Deployment and Classification of Webcam Images on NVIDIA Jetson TX2 Platform

This example shows how to generate CUDA® code from a DAGNetwork object and deploy the generated code onto the NVIDIA® Jetson TX2 board using the GPU Coder™ Support Package for NVIDIA GPUs. This example uses the resnet50 deep learning network to classify images from a USB webcam video stream.

Prerequisites

Target Board Requirements

  • NVIDIA Jetson Tegra TX2 embedded platform.

  • Ethernet crossover cable to connect the target board and host PC (if the target board cannot be connected to a local network).

  • USB camera to connect to the TX2.

  • NVIDIA CUDA toolkit installed on the board.

  • NVIDIA cuDNN library (v5 or higher) on the target.
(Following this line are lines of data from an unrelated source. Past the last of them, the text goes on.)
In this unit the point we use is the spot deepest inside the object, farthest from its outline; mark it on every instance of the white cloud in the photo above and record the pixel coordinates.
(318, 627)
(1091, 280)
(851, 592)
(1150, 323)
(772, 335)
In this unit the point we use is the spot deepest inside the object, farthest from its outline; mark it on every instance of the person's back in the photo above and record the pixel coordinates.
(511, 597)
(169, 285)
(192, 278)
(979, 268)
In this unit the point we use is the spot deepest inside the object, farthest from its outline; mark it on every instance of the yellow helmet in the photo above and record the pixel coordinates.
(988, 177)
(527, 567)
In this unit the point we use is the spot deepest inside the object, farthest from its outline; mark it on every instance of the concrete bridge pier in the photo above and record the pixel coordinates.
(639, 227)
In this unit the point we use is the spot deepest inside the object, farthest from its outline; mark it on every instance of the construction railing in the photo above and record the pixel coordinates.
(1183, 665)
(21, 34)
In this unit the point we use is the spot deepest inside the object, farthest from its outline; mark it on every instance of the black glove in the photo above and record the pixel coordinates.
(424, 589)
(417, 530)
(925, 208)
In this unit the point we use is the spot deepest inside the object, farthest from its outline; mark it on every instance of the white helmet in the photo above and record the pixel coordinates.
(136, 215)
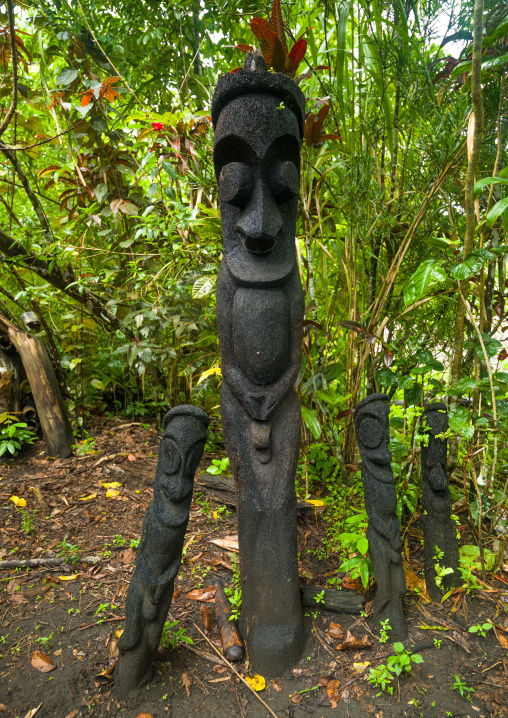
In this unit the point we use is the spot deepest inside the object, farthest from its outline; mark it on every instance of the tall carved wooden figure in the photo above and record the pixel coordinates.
(383, 532)
(160, 549)
(439, 534)
(258, 118)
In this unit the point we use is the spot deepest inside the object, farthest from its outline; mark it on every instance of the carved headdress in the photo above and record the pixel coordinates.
(255, 78)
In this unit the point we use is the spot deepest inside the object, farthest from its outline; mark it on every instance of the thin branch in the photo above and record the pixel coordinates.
(235, 671)
(14, 55)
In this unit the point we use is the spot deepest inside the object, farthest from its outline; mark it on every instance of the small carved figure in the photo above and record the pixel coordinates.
(258, 118)
(160, 549)
(440, 546)
(383, 532)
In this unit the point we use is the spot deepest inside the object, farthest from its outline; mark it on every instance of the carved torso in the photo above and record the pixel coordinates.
(261, 322)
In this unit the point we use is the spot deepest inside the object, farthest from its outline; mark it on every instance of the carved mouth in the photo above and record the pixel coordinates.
(259, 245)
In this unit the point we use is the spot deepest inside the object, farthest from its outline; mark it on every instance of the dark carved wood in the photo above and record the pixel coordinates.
(343, 601)
(383, 532)
(160, 549)
(439, 531)
(258, 118)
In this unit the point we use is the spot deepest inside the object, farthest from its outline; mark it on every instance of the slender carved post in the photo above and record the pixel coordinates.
(383, 532)
(439, 531)
(258, 118)
(160, 549)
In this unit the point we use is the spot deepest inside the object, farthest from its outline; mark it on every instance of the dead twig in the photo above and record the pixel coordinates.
(235, 672)
(47, 562)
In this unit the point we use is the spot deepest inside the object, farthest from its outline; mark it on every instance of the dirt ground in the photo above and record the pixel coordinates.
(72, 612)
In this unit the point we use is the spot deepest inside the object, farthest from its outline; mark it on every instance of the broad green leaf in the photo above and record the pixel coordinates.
(460, 421)
(492, 346)
(428, 274)
(311, 421)
(202, 287)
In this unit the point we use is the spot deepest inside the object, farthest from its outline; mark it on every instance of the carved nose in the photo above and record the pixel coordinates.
(260, 222)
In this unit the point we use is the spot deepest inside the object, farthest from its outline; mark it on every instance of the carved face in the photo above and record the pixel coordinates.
(180, 453)
(257, 158)
(373, 434)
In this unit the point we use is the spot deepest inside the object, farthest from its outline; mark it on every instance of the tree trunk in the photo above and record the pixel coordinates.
(474, 147)
(55, 423)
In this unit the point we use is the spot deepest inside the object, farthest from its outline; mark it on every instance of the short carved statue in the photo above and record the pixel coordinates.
(441, 549)
(258, 118)
(383, 532)
(160, 549)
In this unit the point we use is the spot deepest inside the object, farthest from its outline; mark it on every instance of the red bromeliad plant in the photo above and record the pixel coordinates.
(272, 41)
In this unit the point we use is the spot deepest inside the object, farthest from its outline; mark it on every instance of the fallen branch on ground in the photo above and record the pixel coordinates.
(235, 671)
(48, 562)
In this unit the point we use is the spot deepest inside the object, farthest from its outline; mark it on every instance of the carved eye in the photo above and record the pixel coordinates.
(371, 432)
(285, 182)
(235, 183)
(172, 462)
(193, 458)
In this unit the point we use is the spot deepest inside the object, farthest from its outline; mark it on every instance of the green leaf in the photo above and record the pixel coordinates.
(311, 422)
(470, 266)
(364, 573)
(385, 377)
(169, 169)
(363, 545)
(460, 421)
(486, 182)
(492, 346)
(100, 192)
(465, 384)
(428, 274)
(66, 77)
(406, 382)
(202, 287)
(497, 210)
(424, 356)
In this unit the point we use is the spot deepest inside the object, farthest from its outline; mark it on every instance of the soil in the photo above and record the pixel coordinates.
(72, 612)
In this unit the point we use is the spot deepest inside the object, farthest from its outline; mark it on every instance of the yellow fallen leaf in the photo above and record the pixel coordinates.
(424, 627)
(256, 682)
(21, 503)
(360, 667)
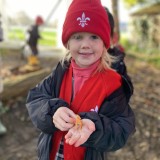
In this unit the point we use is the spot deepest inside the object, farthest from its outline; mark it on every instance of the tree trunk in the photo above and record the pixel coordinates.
(116, 17)
(20, 85)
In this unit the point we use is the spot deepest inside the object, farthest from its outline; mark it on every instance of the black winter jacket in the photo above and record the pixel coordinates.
(114, 123)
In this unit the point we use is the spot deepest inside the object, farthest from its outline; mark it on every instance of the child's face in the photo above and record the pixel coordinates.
(85, 48)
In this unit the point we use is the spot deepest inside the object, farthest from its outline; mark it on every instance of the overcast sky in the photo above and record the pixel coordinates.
(44, 7)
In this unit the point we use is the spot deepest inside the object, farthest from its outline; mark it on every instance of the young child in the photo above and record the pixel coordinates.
(81, 108)
(33, 38)
(119, 65)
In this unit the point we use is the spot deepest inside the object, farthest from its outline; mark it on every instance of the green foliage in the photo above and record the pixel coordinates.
(151, 56)
(49, 38)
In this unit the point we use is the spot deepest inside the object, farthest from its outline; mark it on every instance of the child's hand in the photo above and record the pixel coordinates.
(64, 118)
(78, 136)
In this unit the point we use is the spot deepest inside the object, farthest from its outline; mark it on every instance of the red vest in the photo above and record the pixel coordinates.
(90, 97)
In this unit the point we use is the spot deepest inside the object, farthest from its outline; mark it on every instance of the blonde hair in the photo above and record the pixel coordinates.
(105, 61)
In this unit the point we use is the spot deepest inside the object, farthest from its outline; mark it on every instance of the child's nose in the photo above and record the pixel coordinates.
(85, 43)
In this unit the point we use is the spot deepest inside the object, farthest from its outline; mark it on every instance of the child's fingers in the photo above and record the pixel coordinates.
(68, 135)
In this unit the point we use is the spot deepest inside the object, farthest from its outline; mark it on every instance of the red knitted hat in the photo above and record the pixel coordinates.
(86, 16)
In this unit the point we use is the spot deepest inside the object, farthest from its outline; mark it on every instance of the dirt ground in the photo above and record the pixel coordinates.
(20, 141)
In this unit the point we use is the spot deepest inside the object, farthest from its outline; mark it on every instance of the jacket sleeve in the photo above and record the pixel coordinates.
(114, 123)
(41, 105)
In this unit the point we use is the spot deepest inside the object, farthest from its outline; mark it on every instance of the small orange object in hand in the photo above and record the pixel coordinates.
(78, 122)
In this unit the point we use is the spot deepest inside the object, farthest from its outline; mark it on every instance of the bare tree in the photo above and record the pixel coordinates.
(114, 4)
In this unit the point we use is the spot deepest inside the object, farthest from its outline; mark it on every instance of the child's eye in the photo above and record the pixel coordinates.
(94, 37)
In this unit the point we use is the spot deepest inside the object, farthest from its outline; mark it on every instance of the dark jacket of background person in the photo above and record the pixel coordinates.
(115, 117)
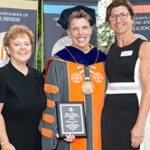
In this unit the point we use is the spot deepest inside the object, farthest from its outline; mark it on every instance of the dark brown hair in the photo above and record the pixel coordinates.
(117, 3)
(79, 14)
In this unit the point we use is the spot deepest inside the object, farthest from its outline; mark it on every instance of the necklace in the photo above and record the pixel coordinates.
(87, 86)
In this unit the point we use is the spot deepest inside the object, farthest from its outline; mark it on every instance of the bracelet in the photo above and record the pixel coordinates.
(3, 143)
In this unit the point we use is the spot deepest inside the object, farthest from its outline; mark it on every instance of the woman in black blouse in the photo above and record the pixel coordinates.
(22, 99)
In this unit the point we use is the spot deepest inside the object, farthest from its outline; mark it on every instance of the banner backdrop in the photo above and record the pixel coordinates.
(142, 22)
(16, 12)
(56, 37)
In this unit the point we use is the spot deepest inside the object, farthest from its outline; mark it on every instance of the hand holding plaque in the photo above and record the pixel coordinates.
(71, 119)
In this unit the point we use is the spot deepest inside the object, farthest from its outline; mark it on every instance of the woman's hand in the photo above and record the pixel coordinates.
(137, 136)
(7, 146)
(69, 138)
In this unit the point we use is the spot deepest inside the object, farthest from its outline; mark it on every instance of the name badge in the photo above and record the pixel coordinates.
(126, 53)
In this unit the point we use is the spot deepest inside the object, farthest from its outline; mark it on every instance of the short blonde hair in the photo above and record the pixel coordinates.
(15, 31)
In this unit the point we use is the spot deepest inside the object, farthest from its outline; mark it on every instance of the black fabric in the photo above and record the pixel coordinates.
(120, 110)
(24, 100)
(63, 20)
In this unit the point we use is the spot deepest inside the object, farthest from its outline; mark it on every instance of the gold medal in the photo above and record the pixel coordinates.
(87, 87)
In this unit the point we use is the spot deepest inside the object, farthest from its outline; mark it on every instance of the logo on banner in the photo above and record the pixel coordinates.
(3, 55)
(61, 43)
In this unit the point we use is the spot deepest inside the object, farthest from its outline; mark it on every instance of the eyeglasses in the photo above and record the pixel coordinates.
(122, 16)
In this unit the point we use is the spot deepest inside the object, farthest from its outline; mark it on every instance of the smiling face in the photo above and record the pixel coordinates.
(80, 32)
(121, 24)
(20, 49)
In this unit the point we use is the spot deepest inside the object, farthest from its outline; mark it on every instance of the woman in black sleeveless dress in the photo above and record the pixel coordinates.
(127, 104)
(22, 97)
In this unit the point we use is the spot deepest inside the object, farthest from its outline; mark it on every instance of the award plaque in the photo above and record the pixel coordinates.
(71, 119)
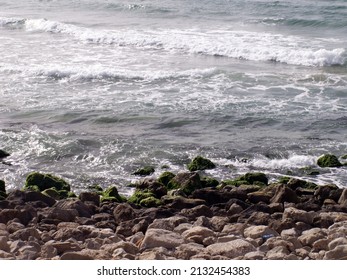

  • OpenCV 3.0 or higher library on the target for reading and displaying images/video.

  • Environment variables on the target for the compilers and libraries. For information on the supported versions of the compilers and libraries and their setup, see Install and Setup Prerequisites for NVIDIA boards.

Development Host Requirements

  • GPU Coder for code generation. For an overview and tutorials, visit the GPU Coder product page.

  • Deep Learning Toolbox™ to use a DAGNetwork object.

  • GPU Coder Interface for Deep Learning Libraries support package. To install this support package, use the Add-On Explorer.

  • NVIDIA CUDA toolkit on the host.

  • Environment variables on the host for the compilers and libraries. For information on the supported versions of the compilers and libraries, see Third-party Products. For setting up the environment variables, see Environment Variables.

Create a Folder and Copy Relevant Files

The following line of code creates a folder in your current working directory (host), and copies all the relevant files into this folder.if you cannot generate files in this folder, change your current working directory run again the below command.

gpucoderdemo_setup('gpucoderdemo_resnet50');

Verify NVIDIA Support Package Installation on Host

Use the checkHardwareSupportPackageInstall function to verify that the host system is compatible to run this example.

checkHardwareSupportPackageInstall();

Connect to the NVIDIA Hardware

The GPU Coder Support Package for NVIDIA GPUs uses an SSH connection over TCP/IP to execute commands while building and running the generated CUDA code on the Jetson platform. You must therefore connect the target platform to the same network as the host computer or use an Ethernet crossover cable to connect the board directly to the host computer. Refer to the NVIDIA documentation on how to set up and configure your board.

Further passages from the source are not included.